Bevor man dich hier haut , nimm mal den Suchbutton und suche nach ebenen masken oder layer klatschen.


----------



## ponda (19. September 2002)

Bilder übereinander legen:> 
was meinst du genau damit? Bitte beschreibe
dein problem etwas genauer.


----------



## BubiBohnensack (19. September 2002)

Öffne 2 Bilder in PS!

Dann aktivierst du eines und drückst STRG+A und dann STRG+C.
Jetzt gehst du in das zweite Bild und drückst STRG-V.

Die beiden Bilder wurden in 2 Ebenen angeordnet (rechts das Ebenenfenster).

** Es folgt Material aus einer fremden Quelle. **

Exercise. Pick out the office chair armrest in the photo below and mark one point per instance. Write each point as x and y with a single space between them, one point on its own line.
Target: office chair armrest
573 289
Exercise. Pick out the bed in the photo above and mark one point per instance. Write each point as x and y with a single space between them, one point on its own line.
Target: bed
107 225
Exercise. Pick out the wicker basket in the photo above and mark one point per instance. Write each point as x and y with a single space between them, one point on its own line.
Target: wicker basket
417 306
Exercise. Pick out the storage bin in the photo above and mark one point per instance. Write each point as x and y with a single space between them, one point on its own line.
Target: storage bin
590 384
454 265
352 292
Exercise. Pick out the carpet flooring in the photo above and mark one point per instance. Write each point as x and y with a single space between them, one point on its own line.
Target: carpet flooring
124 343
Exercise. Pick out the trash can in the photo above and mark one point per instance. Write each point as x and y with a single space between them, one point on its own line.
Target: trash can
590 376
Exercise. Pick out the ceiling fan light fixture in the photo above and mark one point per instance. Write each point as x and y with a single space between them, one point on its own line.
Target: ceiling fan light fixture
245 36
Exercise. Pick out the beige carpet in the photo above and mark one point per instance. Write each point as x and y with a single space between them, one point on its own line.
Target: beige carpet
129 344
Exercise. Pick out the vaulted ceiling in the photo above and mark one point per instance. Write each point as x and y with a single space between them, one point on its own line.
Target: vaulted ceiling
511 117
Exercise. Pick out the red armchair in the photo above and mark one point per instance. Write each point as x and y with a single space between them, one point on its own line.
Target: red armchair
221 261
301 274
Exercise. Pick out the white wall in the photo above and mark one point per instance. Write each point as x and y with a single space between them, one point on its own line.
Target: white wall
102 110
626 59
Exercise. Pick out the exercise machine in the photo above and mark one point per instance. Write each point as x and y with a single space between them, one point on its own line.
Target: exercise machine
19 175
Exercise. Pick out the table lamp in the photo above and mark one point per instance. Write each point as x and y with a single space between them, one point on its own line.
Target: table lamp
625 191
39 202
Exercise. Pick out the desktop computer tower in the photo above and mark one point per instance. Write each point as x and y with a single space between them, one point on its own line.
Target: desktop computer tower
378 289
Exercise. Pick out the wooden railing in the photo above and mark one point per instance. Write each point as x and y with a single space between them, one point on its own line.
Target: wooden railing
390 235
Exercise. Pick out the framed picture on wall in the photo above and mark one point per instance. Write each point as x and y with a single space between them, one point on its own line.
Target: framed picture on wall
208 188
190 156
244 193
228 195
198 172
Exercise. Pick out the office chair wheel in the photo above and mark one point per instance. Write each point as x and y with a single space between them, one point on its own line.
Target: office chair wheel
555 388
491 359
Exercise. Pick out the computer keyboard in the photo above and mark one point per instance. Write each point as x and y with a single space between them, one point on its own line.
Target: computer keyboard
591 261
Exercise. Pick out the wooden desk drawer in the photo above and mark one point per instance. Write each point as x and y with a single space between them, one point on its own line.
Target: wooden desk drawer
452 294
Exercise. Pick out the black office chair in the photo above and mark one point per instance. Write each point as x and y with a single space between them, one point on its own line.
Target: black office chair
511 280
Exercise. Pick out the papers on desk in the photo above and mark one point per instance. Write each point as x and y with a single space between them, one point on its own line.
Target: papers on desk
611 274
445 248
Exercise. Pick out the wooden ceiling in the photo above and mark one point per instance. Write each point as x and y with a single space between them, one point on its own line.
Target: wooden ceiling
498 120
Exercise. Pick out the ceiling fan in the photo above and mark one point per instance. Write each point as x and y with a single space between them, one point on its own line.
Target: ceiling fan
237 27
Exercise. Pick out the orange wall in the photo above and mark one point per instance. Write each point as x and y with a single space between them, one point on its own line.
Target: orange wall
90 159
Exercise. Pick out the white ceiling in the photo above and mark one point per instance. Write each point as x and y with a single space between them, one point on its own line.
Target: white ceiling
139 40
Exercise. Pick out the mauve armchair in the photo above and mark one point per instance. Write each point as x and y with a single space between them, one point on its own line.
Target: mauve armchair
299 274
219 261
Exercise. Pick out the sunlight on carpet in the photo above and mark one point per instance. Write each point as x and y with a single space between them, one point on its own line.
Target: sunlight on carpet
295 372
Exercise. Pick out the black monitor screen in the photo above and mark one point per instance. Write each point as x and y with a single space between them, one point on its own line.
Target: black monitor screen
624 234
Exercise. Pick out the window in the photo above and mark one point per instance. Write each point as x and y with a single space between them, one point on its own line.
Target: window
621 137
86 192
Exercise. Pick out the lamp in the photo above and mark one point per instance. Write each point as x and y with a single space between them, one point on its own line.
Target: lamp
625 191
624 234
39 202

Jetzt wählst du die obere Ebene aus und stellst die Transparenz oder Opacity oder wie auch immer das heißt auf 50%.
Die beidene Bilder liegen jetzt übereinander.

So habe ich das verstanden.


----------



## AnonymerSurfer (19. September 2002)

> Bevor man dich hier haut , nimm mal den Suchbutton und suche nach ebenen masken oder layer klatschen.



So seh ich das auch, normalerweise gäbs jetzt direkt den großen Suchen Button 
Naja, lies dir mal einen von den xx Ebenenmasken Threads durch, da sollte eigentlich in sogut wie jedem Thread eine Lösung vorhanden sein (auch wenn's immer die gleiche Frage und die gleiche Antwort ist. In den neueren Threads kannst du auch mal sehen wie genervt man reagiert, wenn man die Frage schon 10 mal beantwortet hat. *grml*)

Übrigens: Man schlägt keine Damen


----------